The bear market in local and global equities intensified during the first quarter of this year and it is therefore time to review your financial plan, either because you don't have a financial plan or because your plan isn't up to date to suit our current environment.

For people without a financial plan, now is the best time to take responsibly. Just as people don't go to the dentist as regularly as they should but wait until they have a toothache they can't bear, so with financial planning the only time you feel the pain from failing to plan, is when it is too late.

If you do have a sound financial plan that incorporates well-diversified investments, you should still be ahead of you plan. It will be beneficial to complete a value for money analysis for the first quarter of this year. This analysis will confirm that your strategy is still on track and that you are receiving the maximum benefits that are available in the market today.

There is no need to panic if cash in any investments have suffered some losses until we have revised your plan and devised a strategy to move your investments slowly into a more diversified portfolio - and hopefully mitigate any negative growth.

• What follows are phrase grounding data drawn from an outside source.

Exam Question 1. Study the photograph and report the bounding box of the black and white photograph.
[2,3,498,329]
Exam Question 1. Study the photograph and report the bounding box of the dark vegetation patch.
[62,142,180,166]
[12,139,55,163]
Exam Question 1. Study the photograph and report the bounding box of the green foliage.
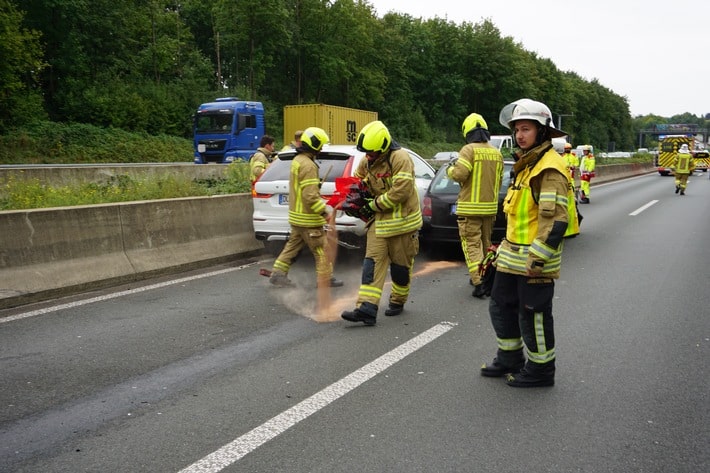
[0,121,193,164]
[0,0,47,131]
[4,0,705,163]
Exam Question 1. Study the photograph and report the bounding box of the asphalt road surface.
[1,172,709,473]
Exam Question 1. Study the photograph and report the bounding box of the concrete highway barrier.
[0,194,263,309]
[593,162,654,184]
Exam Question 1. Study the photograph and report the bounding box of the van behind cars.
[489,135,514,156]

If you still have a long way to go to retirement and have some spare cash, it may be time to start investing every month or review where you are investing to take advantage of the opportunity to invest in low priced shares.

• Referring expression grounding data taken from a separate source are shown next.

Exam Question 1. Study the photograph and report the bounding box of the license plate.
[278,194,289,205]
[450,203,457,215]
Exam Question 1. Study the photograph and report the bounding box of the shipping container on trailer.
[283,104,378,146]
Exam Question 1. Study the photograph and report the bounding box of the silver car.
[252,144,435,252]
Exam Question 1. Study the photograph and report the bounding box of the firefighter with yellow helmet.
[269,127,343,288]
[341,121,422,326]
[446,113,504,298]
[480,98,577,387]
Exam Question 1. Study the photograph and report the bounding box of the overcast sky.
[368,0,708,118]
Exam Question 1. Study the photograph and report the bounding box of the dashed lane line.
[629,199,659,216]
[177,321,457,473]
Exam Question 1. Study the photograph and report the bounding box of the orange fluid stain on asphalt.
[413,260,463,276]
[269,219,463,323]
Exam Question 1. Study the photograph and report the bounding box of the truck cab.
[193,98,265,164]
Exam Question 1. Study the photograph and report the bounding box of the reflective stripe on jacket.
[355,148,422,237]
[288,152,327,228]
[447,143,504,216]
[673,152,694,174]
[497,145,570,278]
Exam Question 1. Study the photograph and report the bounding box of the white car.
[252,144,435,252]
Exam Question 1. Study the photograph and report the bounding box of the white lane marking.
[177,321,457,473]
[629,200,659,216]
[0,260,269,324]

If you don't need to access your savings in the short term, equities are the place to be. It is not hard to see that equities will do well within the next year or two.

Share prices are at very low levels, low interest rates are positive for companies and there is a lot of money in cash or cash-like investments ready to move into equities when market sentiment turns positive.

The economic downturn may continue, but equity markets tend to recover about nine months before the economy turns.